From: http://www.bspcn.com/2010/03/23/no-to-socialism/

This morning I was awoken by my alarm clock, powered by electricity generated by the public power monopoly regulated by the US Department of Energy. I then took a shower in the clean water provided by the municipal water utility. After that, I turned on the TV to one of the FCC regulated channels to see what the National Weather Service of the National Oceanographic and Atmospheric Administration determined the weather was going to be like using satellites designed, built, and launched by the National Aeronautics and Space Administration. I watch this while eating my breakfast of US Department of Agriculture inspected food and taking the drugs which have been determined as safe by the Food and Drug Administration.

At the appropriate time as regulated by the US Congress, and kept accurate by the National Institute of Standards and Technology and the US Naval Observatory, I get into my National Highway Traffic Safety Administration approved automobile and set out to work on the roads built by the local, state, and federal Departments of Transportation, possibly stopping to purchase additional fuel of a quality level determined by the Environmental Protection Agency, using legal tender issued by the Federal Reserve Bank. On the way out the door, I deposit any mail I have to be sent out via the US Postal Service and drop the kids off at the public school.
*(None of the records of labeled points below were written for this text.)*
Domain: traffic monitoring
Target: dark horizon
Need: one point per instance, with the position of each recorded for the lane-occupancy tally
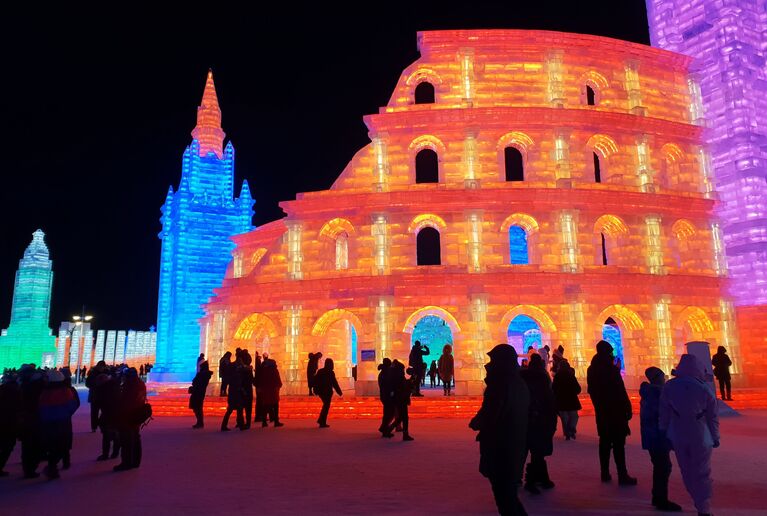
(98, 115)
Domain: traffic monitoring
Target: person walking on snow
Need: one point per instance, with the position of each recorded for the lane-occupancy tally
(654, 439)
(566, 390)
(324, 384)
(502, 425)
(613, 412)
(688, 414)
(197, 392)
(722, 363)
(446, 368)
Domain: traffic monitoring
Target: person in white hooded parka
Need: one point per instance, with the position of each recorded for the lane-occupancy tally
(688, 414)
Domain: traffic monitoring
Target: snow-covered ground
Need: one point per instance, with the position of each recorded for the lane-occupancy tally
(348, 468)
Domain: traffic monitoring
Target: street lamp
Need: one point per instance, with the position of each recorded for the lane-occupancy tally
(79, 320)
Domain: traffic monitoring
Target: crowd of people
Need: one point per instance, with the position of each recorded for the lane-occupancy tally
(37, 406)
(518, 419)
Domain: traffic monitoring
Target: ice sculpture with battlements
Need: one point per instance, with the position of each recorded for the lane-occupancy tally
(197, 222)
(527, 187)
(28, 339)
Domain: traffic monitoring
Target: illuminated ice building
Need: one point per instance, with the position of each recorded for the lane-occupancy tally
(527, 187)
(728, 39)
(197, 223)
(28, 339)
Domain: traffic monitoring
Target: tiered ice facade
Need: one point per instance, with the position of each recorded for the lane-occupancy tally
(28, 338)
(517, 182)
(728, 39)
(197, 223)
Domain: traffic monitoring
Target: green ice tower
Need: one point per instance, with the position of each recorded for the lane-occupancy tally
(28, 338)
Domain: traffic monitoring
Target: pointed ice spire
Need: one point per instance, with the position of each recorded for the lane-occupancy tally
(208, 131)
(37, 250)
(245, 192)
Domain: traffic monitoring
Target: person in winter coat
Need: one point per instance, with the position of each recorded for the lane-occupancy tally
(544, 352)
(10, 413)
(248, 380)
(415, 360)
(56, 406)
(502, 425)
(130, 406)
(566, 390)
(324, 384)
(403, 388)
(722, 363)
(268, 384)
(386, 395)
(557, 358)
(541, 424)
(99, 368)
(224, 370)
(235, 398)
(688, 414)
(446, 368)
(197, 392)
(433, 374)
(654, 439)
(311, 370)
(32, 453)
(66, 459)
(613, 412)
(106, 393)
After work, I drive my NHTSA car back home on DOT roads, to a house which has not burned down in my absence because of the state and local building codes and Fire Marshal’s inspection, and which has not been plundered of all its valuables thanks to the local police department.

I then log on to the internet which was developed by the Defense Advanced Research Projects Administration and post of FreeRepublic.com and Fox News forums about how SOCIALISM in medicine is BAD because the government can’t do anything right.”